The preceding Lemma bounds the difference in expected advantage at each timestep \(t\). We can sum over time to bound the difference between \(J^R(\pi')\) and \(L_\pi(\pi')\). Subtracting Eq.24 and Eq.25, and defining \(\epsilon=\max _{s, a}\left|A^{R}_{\pi}(s, a)\right|\), we have

(37)#\[\begin{split}\left|J^R(\pi')-L_\pi(\pi')\right| &=\sum_{t=0}^{\infty} \gamma^t\left|\mathbb{E}_{\tau \sim \pi'}\left[\bar{A}^R\left(s_t\right)\right]-\mathbb{E}_{\tau \sim \pi}\left[\bar{A}^R\left(s_t\right)\right]\right| \\ & \leq \sum_{t=0}^{\infty} \gamma^t \cdot 4 \epsilon \alpha\left(1-(1-\alpha)^t\right) \\ &=4 \epsilon \alpha\left(\frac{1}{1-\gamma}-\frac{1}{1-\gamma(1-\alpha)}\right) \\ &=\frac{4 \alpha^2 \gamma \epsilon}{(1-\gamma)(1-\gamma(1-\alpha))} \\ & \leq \frac{4 \alpha^2 \gamma \epsilon}{(1-\gamma)^2} \label{TRPO: difference between L and J}\end{split}\]

Last, to replace \(\alpha\) by the total variation divergence, we need to use the correspondence between TV divergence and coupled random variables:

Note

Suppose \(p_X\) and \(p_Y\) are distributions with \(D_{T V}\left(p_X \| p_Y\right)=\alpha\).
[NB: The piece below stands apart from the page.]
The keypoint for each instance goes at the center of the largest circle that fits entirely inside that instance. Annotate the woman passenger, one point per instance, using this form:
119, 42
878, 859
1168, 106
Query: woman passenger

Then there exists a joint distribution \((X, Y)\) whose marginals are \(p_X, p_Y\), for which \(X=Y\) with probability \(1-\alpha\). More details in See (Levin et al., 2009), Proposition 4.7.

It follows that if we have two policies \(\pi\) and \(\pi'\) such that

(38)#\[\max_s D_{\mathrm{TV}}(\pi(\cdot|s) \| \pi'(\cdot|s)) \leq \alpha\]

then we can define an \(\alpha\)-coupled policy pair \((\pi, \pi')\) with appropriate marginals. Taking \(\alpha=\underset{s}{\max} D_{T V}\left(\pi(\cdot \mid s) \| \pi'(\cdot \mid s)\right)\) in Eq.37, Theorem 2 follows.